Ich möchte hier nicht im Detail auf einzelne Änderungen und Massnahmen eingehen. Wir brauchen aber generell und schnell bessere Daten, Stichwort Digitalisierung im Gesundheitswesen, um die Sachlage besser zu analysieren und klare Entscheide zu treffen, wenn Anpassungen nötig sind. Andere Länder haben es vorgemacht: Zuerst geht es darum, mit Entscheidungsträgern zu analysieren, was kurz-, was mittel-, und was langfristige Änderungen sein sollten. Dann, dies breiter zu diskutieren und der Bevölkerung bewusst zu machen.

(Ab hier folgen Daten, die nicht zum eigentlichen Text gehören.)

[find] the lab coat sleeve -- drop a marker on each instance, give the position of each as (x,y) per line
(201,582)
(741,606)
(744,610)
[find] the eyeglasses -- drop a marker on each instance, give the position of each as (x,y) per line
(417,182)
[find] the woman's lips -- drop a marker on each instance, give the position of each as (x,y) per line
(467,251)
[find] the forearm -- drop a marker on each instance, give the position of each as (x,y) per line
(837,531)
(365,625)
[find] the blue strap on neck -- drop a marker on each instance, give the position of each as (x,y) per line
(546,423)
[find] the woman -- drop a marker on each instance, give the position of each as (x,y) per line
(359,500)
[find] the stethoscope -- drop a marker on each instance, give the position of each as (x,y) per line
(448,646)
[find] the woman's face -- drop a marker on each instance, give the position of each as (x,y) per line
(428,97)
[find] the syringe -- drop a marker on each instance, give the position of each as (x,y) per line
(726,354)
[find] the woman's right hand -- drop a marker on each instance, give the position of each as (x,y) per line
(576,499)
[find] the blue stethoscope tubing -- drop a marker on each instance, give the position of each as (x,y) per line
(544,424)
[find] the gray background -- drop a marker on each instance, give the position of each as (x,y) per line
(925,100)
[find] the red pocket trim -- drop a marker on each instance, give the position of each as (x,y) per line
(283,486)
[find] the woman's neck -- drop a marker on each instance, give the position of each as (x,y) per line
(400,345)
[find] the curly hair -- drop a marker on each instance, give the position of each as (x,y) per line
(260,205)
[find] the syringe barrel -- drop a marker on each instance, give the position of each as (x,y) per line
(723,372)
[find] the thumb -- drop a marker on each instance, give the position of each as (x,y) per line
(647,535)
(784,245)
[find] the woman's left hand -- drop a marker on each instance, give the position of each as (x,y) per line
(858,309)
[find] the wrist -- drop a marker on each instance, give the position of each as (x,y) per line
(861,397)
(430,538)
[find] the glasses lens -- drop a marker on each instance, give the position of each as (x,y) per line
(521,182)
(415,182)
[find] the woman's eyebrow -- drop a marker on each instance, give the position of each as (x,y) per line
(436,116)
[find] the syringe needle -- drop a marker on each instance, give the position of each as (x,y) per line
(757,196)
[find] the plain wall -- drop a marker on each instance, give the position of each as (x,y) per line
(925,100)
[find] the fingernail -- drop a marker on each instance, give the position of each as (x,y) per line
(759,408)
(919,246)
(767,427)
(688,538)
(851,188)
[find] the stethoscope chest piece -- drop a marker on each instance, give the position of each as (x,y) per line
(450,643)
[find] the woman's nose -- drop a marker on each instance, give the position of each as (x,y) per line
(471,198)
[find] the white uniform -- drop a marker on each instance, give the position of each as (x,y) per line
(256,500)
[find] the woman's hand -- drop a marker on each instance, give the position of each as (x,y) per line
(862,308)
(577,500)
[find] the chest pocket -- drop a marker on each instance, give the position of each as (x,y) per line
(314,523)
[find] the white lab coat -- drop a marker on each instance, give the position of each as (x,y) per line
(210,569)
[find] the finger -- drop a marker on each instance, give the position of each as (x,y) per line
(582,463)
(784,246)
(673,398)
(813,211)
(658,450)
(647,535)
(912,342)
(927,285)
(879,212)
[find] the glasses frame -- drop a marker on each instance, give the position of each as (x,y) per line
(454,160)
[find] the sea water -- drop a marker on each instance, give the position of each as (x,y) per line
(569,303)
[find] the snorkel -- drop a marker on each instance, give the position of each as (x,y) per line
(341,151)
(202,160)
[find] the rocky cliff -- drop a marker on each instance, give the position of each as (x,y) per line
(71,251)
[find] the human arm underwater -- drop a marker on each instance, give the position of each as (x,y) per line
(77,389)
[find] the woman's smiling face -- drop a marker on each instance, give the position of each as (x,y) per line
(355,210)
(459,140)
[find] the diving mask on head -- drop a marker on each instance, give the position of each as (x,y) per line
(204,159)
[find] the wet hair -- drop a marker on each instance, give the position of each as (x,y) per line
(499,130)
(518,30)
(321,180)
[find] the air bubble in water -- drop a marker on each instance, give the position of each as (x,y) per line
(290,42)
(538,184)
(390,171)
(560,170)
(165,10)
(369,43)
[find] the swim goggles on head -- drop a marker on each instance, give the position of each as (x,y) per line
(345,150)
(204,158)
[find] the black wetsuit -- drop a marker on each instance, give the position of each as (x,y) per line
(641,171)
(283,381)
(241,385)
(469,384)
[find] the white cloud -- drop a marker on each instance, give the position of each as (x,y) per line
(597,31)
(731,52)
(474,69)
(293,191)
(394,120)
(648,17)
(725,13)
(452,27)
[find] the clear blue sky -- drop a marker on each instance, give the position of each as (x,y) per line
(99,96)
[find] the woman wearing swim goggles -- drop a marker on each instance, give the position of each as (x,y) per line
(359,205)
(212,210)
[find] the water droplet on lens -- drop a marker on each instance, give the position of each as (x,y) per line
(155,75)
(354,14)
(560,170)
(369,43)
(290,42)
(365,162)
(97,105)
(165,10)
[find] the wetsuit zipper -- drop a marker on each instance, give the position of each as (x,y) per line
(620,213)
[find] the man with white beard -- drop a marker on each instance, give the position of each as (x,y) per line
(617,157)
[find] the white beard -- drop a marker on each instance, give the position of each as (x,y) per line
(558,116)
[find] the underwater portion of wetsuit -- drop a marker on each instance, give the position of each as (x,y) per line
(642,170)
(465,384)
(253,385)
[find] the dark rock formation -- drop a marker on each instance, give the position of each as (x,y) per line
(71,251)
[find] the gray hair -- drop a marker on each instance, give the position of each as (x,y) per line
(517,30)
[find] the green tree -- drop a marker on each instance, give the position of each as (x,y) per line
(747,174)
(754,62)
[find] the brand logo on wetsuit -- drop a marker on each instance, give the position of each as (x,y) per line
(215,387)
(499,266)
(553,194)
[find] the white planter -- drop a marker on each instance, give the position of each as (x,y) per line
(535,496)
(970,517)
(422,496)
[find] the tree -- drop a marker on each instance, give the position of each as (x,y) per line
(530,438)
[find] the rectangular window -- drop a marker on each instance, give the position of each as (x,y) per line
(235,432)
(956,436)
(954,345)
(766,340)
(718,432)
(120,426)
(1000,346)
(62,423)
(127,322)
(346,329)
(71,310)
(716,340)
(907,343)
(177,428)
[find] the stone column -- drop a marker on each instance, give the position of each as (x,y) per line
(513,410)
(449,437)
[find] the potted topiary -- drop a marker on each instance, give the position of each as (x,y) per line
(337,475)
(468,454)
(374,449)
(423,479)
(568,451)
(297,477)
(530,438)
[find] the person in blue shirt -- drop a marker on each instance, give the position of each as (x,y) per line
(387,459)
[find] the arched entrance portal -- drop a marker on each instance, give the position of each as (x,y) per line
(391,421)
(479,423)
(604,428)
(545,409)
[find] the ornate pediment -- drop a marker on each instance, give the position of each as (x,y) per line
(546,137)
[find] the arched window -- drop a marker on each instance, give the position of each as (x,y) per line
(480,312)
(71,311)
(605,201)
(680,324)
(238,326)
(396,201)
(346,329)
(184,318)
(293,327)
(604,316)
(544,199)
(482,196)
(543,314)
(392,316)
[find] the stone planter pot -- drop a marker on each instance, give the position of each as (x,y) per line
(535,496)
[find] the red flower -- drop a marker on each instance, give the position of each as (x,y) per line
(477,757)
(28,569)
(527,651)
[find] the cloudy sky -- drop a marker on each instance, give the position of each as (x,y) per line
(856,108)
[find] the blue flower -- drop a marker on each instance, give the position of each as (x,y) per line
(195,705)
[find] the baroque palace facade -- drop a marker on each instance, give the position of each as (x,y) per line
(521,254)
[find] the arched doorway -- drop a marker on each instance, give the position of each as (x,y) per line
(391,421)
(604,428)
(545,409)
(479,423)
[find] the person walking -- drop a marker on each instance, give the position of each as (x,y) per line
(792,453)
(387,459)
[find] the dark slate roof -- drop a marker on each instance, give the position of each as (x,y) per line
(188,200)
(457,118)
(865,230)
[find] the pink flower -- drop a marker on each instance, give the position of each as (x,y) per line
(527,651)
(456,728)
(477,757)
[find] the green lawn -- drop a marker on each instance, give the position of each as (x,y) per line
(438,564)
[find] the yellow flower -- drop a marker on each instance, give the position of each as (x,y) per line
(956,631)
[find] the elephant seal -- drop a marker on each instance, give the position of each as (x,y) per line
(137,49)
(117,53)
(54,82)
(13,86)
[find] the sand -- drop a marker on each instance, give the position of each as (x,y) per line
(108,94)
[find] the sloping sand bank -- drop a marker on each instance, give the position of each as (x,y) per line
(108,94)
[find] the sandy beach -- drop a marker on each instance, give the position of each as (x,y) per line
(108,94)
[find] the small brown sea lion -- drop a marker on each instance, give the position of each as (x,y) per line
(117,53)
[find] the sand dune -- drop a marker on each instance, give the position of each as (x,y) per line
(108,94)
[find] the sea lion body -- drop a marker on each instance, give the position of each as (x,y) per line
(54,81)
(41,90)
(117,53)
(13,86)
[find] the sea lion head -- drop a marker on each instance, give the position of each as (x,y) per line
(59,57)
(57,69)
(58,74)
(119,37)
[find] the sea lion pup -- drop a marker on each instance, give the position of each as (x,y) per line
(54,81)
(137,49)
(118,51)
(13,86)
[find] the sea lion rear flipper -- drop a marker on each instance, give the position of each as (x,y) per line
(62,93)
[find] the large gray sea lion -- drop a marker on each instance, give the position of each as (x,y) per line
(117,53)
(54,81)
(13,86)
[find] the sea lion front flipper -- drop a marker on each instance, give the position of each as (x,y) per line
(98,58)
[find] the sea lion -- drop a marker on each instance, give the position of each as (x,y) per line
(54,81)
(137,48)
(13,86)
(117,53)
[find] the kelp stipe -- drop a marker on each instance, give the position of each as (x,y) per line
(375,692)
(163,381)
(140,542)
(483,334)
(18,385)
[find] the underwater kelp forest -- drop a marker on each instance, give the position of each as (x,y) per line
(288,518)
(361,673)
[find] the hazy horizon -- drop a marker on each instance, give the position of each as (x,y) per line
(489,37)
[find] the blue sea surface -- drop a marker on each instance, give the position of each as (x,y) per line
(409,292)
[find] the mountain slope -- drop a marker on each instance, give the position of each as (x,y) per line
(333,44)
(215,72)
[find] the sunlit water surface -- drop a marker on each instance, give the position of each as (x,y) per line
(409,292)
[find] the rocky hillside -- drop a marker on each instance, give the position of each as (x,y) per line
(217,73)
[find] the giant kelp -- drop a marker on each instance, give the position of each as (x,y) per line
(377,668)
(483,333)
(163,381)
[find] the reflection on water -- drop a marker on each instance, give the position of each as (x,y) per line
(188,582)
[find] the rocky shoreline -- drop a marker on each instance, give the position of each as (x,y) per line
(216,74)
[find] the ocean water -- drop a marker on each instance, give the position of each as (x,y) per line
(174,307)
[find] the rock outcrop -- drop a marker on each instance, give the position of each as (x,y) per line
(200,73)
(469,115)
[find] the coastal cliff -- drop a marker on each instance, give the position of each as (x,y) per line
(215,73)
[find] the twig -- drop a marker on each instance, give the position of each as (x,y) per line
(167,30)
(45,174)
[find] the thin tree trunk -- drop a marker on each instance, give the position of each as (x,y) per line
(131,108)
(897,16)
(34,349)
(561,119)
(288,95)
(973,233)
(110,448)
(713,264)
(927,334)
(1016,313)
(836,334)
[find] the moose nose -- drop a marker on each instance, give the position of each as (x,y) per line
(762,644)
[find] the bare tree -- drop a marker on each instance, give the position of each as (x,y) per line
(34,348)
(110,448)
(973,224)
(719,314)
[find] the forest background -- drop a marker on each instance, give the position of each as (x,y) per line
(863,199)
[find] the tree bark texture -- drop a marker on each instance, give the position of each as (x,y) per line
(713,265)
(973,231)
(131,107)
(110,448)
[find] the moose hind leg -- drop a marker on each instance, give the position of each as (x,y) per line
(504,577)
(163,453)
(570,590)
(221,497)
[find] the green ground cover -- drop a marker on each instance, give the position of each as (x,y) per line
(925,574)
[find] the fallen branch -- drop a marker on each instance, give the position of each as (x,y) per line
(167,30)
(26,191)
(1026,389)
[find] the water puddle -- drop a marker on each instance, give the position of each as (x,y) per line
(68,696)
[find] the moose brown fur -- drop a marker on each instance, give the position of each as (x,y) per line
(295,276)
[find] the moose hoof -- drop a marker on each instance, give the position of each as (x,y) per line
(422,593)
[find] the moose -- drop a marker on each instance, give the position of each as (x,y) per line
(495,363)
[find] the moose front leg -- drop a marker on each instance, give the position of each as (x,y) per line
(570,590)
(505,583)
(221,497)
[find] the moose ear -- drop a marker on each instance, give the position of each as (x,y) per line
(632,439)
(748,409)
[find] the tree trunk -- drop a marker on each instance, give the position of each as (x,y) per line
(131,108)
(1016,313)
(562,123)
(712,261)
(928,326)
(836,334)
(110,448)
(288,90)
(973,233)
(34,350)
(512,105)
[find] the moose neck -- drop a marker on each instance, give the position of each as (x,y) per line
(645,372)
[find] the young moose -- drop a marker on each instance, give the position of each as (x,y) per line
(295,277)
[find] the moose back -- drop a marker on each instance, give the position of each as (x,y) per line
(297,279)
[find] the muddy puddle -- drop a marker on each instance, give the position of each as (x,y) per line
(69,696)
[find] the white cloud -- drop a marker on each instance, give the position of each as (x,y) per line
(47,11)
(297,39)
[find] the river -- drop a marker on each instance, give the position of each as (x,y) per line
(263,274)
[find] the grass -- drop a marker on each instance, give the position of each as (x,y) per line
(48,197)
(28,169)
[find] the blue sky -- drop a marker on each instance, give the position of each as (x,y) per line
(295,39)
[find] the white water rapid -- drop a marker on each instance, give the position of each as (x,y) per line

Können Sie das doch anhand eines Beispiels erläutern?

 

Erklärungen, warum zum Beispiel Notfallstationen schweizerischer Spitäler so häufig angelaufen werden, sind meist nicht falsch, greifen aber häufig zu kurz. Aus meiner Sicht ist dieses Phänomen zumindest in Teilen der medizinischen Komplexität geschuldet, die in der Bevölkerung auch wahrgenommen wird. Das britische Gatekeeper-Modell, also der Ansatz, dass der Zugang zu spezialisierter Medizin nur mit dem «Passierschein» eines Allgemeinmediziners möglich ist, hat diesbezüglich versagt. Dieses strikte Vorgehen ist weder gut noch effizient, denn aufgrund der Vertiefung des Wissens entstehen nicht selten Situationen, wo Patienten und Patientinnen gut spüren, wann Grenzen der Expertise erreicht sind. Das unterminiert das Vertrauen und ist zudem nicht effizient. Da ziehe ich das schweizerische Hausarztverständnis vor, denn dieses passt sich mit grösseren Gruppenpraxen, welche auch eine Spezialisierung erlauben, den Gegebenheiten an. Gut wäre, wenn diese Entwicklung mit grösseren Praxen und vertiefter Expertise vermehrt den Notfalldienst nachts und am Wochenende betreffen würde. Denn es wäre wichtig, Expertise und Strukturen so aufzubauen, dass die Hausärzte und -ärztinnen weiterhin einen grossen Teil der Notfallbetreuung im Gesundheitswesen übernehmen. Wir sollten auch andere Modelle in anderen Ländern anschauen, z.B. wie in Dänemark Zuweisungswege auf Notfallstationen definiert werden.

 

Sehr dringende Massnahmen sind im Bereich der Digitalisierung notwendig, um unnötige Bürden der Administration wieder abzubauen. Mittelfristig müssen Incentivierungen diskutiert werden, um die Gesundheitsbetreuung effizienter zu gestalten. Schliesslich gilt es bereits jetzt, den langfristigen Prozess anzustossen, weniger, dafür grössere und besser ausgestattete Spitäler einzurichten, unter anderem um Akutpatient*innen gut betreuen zu können, in deren Behandlung Teams aus bis zu 25 Einheiten involviert sind.

 

Die Pandemie hat uns eindrücklich gezeigt – und die Schweiz hat diese nicht schlecht bewältigt – dass ein Umsetzen von Massnahmen nur möglich ist, wenn diese breit diskutiert werden und breite Teile der Bevölkerung involviert sind. Ziel muss eine hochstehende, individualisierte Medizin sein, die für Krisen gewappnet ist.